CPU times: user 3.39 s, sys: 159 ms, total: 3.55 s
Wall time: 1min 5s

Plot the profiles.


In [8]:
# Parameter long_name and units copied from attributes in NetCDF files
time_range = '{} to {}'.format(df.index.get_level_values('time').min(), 
                               df.index.get_level_values('time').max())
parms = {'TEMP_ADJUSTED': 'SEA TEMPERATURE IN SITU ITS-90 SCALE (degree_Celsius)', 
         'PSAL_ADJUSTED': 'PRACTICAL SALINITY (psu)',
         'DOXY_ADJUSTED': 'DISSOLVED OXYGEN (micromole/kg)'}

plt.rcParams['figure.figsize'] = (18.0, 8.0)
fig, ax = plt.subplots(1, len(parms), sharey=True)
ax[0].invert_yaxis()
ax[0].set_ylabel('SEA PRESSURE (decibar)')

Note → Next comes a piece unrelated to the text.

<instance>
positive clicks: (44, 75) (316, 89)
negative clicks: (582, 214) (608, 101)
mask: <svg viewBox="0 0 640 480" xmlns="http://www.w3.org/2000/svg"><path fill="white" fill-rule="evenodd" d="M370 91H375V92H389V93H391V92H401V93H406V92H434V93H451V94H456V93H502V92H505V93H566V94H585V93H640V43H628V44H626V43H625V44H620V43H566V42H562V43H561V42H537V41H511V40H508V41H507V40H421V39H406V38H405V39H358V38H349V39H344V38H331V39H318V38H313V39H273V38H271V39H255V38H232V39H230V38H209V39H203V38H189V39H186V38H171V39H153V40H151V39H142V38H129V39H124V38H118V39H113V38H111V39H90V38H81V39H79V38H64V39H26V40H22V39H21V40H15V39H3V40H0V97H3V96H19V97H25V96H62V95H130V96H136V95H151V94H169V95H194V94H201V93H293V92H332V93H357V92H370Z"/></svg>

for i, (p, label) in enumerate(parms.iteritems()):
    ax[i].set_xlabel(label)
    ax[i].plot(df[p], df.index.get_level_values('pressure'), '.')
    
plt.suptitle('Float(s) ' + ' '.join(wmo_list) + ' from ' + time_range)


Out[8]:
<matplotlib.text.Text at 0x7f8d9693de90>

Plot the profiles on a map.


In [9]:
import pylab as plt
from mpl_toolkits.basemap import Basemap

plt.rcParams['figure.figsize'] = (18.0, 8.0)
m = Basemap(llcrnrlon=15, llcrnrlat=-90, urcrnrlon=390, urcrnrlat=90, projection='cyl')
m.fillcontinents(color='0.8')

m.scatter(df.index.get_level_values('lon'), df.index.get_level_values('lat'), latlon=True)


Out[9]:
<matplotlib.collections.PathCollection at 0x7f8d96510390>
/home/mccann/VirtualEnvs/oxyfloat/lib/python2.7/site-packages/matplotlib/collections.py:590: FutureWarning: elementwise comparison failed; returning scalar instead, but in the future will perform elementwise comparison
  if self._edgecolors == str('face'):